If an interested creditor may not go behind the subsisting judgment, why shall the terre-tenant be allowed to do so, when there is no suggestion of fraud, collusion, or any unfairness practiced in procuring it?
So a judgment against an administrator, is evidence of the debt, both against him and the sureties on his bond, when put in suit against all. Armistead v. Harramond, 11 N.C. 339, decided before the act of December 31st, 1844, and Strickland v. Murphy, 52 N.C. 242, decided since its passage. The Code, Sec. 1345. And why should it be otherwise, when the debtor's own land is to be made liable?
We distinguish this case from that of Bevers v. Parks, supra, in that the defence arose after judgment, and its validity was not called in question as a binding judicial determination, while here the judgment itself is treated as a nullity. We cannot extend the former ruling to the facts of this case. There is error, and there must be a new trial. Let this be certified to the Court below.
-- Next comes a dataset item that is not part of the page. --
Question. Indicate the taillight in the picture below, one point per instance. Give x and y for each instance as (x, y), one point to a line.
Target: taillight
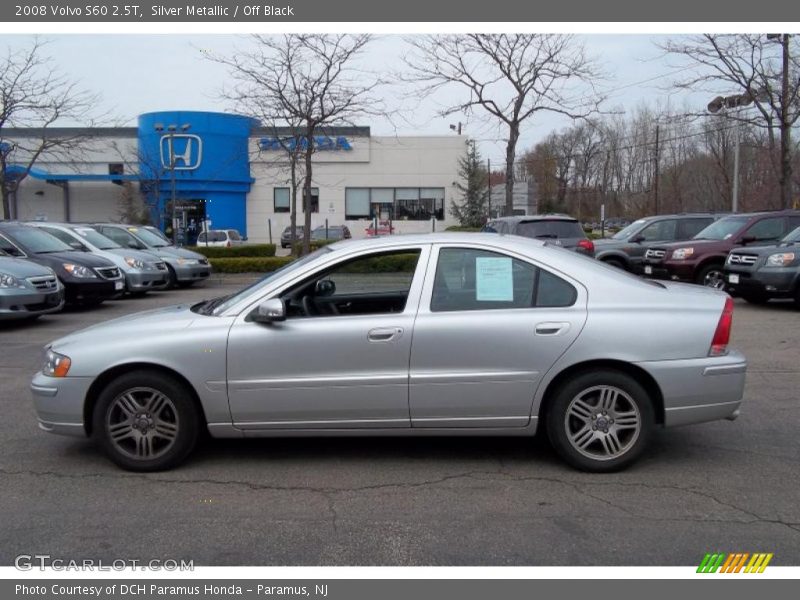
(719, 345)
Cited: Syme v. Badger, 96 N.C. 210; Andrews v. Powell, 97 N.C. 171; Smith v. Brown, 99 N.C. 385; Halliburton v. Carson, 100 N.C. 111; Lee v. Beaman, 101 N.C. 298; Smith v. Brown, 101 N.C. 349; Brittain v. Dickson, 104 N.C. 551; Proctor v. Proctor, 105 N.C. 224; Lassiter v. Upchurch, 107 N.C. 415; Long v. Oxford, 108 N.C. 281; Woodlief v. Bragg, 108 N.C. 573; Tilley v. Bivens, 112 N.C. 349; Byrd v. Byrd, 117 N.C. 525; Lee v. McKoy, 118 N.C. 523, 525; Hinton v. Pritchard, 126 N.C. 10; McArthur v. Griffith, 147 N.C. 547; Best v. Best, 161 N.C. 516; Barnes v. Fort, 169 N.C. 435; McNair v. Cooper, 174 N.C. 567.